Interesting, hadn’t looked recently to see that. Ian Clark, aka Toad, wrote both though and likely just wanted to take advantage of the name recognition from Freenet without all the uproar that happened when they announced the 0.5 to 0.7 rewrite of Freenet. Back then, it was migrating TCP to UDP now it’s moving from Java to Rust. Both though end up being an effective reset of the odd little sub-web we know as Freenet.
Never heard of it. Got a link?
deleted by creator
I’ve been off and on since the way back times. It seems to be frozen for some while ever since the original dev ‘Toad’ went off to do his own thing a few years back. Conceptually it’s a neat idea but suffers greatly from a ‘slowest link in the chain’ problem when looking to fetch sites since any given node only knows their immediate peer rather than the true source on either end of a request.
Not on a daily basis, but I like to browse freenet occasionally. It’s interesting that sites uploaded to freenet are up as long as people visit them, no matter if the original uploader is long gone. It acts as a decentralized wayback machine.
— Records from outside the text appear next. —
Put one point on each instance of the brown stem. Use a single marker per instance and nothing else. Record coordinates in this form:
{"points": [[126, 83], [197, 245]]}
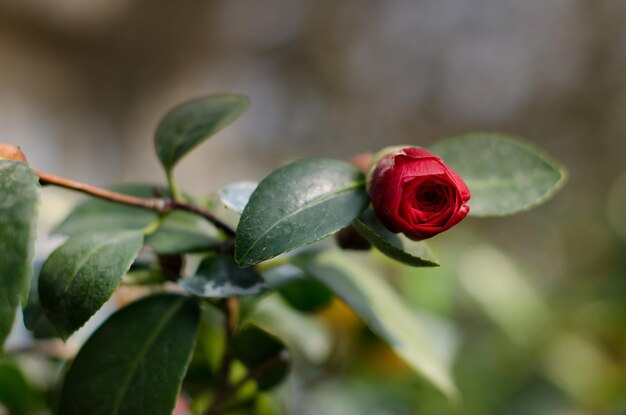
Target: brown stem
{"points": [[164, 205]]}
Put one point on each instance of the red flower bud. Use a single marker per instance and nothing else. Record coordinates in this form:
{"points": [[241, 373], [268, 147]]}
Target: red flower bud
{"points": [[415, 193], [11, 152]]}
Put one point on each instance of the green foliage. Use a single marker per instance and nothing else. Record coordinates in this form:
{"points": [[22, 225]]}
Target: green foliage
{"points": [[17, 393], [235, 196], [182, 232], [504, 175], [82, 274], [135, 362], [192, 122], [264, 355], [218, 277], [19, 203], [179, 231], [395, 246], [383, 310], [97, 215], [296, 205], [298, 289]]}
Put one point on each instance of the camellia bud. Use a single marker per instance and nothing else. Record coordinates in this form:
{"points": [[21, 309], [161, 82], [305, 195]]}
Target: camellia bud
{"points": [[414, 192], [11, 152]]}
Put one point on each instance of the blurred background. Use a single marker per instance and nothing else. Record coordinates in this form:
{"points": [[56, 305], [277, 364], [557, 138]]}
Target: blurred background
{"points": [[533, 306]]}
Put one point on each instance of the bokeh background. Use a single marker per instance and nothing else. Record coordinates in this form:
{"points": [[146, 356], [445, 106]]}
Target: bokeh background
{"points": [[533, 307]]}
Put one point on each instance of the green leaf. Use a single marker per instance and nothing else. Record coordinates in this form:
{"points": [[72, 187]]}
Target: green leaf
{"points": [[219, 277], [192, 122], [505, 175], [383, 310], [298, 289], [180, 231], [135, 362], [235, 196], [307, 337], [35, 318], [97, 215], [299, 204], [19, 202], [82, 274], [265, 356], [396, 246], [183, 232], [16, 392]]}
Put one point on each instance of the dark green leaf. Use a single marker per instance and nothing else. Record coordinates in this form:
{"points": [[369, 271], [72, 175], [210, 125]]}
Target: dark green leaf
{"points": [[81, 275], [135, 362], [296, 205], [218, 277], [383, 310], [19, 202], [396, 246], [235, 196], [505, 175], [192, 122], [35, 318], [264, 355]]}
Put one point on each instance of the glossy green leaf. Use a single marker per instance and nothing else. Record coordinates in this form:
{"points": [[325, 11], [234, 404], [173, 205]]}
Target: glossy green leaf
{"points": [[235, 196], [35, 318], [297, 289], [265, 356], [219, 277], [19, 202], [383, 310], [505, 175], [396, 246], [82, 274], [299, 204], [135, 362], [192, 122]]}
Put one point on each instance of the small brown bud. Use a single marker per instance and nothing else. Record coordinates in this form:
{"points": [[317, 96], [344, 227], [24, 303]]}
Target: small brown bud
{"points": [[11, 152], [362, 161], [350, 238]]}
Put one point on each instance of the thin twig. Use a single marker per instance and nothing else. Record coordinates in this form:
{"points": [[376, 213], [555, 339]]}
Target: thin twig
{"points": [[160, 205]]}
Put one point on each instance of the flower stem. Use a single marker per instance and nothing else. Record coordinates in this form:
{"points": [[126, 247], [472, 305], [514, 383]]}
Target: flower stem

Beware that iirc, unlike Tor and I2P, Freenet leaks your IP, so I recommend to use a VPN.
Edit: I was talking about the “old” Freenet, recently renamed to Hyphanet. I haven’t used the new Freenet, which apparently is different in design. https://www.hyphanet.org/freenet-renamed-to-hyphanet.html
deleted by creator
If it’s using basic peer-to-peer tech, I suspect you may be right. Been awhile since I looked into it, and as I recall it wasn’t really built for privacy so much as another way to share info with few limitations (hence the free in freenet), so it’d make sense if it did.
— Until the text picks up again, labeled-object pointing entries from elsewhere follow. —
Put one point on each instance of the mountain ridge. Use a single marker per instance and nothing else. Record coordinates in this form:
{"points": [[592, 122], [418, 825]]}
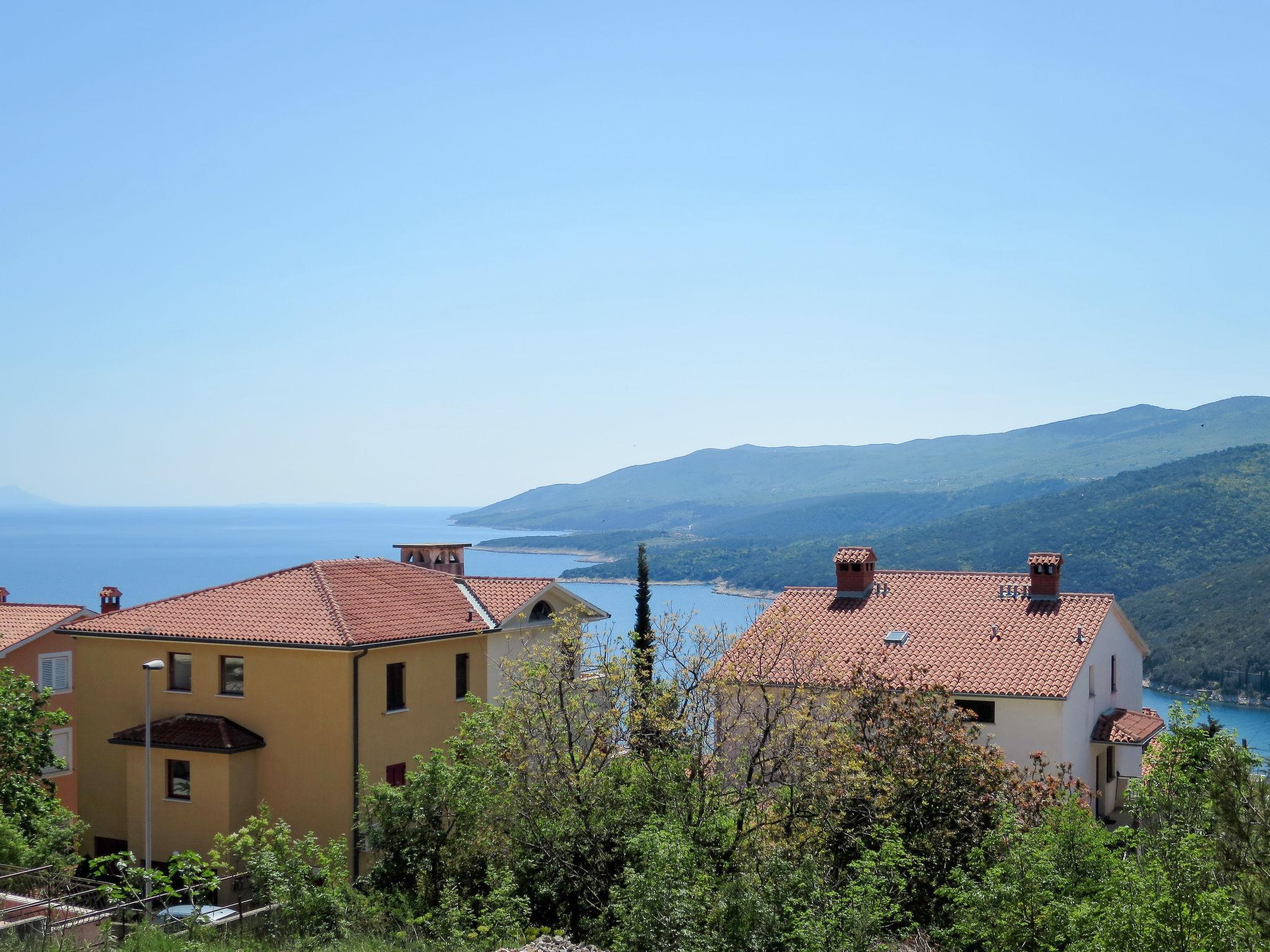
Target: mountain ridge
{"points": [[671, 494]]}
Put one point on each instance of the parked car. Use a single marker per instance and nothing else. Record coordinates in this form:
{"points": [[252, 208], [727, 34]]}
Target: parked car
{"points": [[190, 914]]}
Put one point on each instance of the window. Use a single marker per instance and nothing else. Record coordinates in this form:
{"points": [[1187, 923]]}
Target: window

The opener version by necessity makes it apparent that you are running a node, but without some coordinated efforts to ‘surround’ you and be in control of all node points connecting to it nobody can verify what requests originated or ended at your host. It’s a plausible deniability state rather than pure anonymity as far as the neighbors go.
Very simple comparison, shout to everyone in the room you want a file, if they have it they’ll send it, if not they’ll ask their neighbors, but they never tell the neighbors it’s not for them they just ask for the file, this continues on until someone has the file and passes lt back to the one who requested it from them up the chain until the first person gets it. In this way even the second person who was the first peer doesn’t know who originally requested it, just that this person asked them.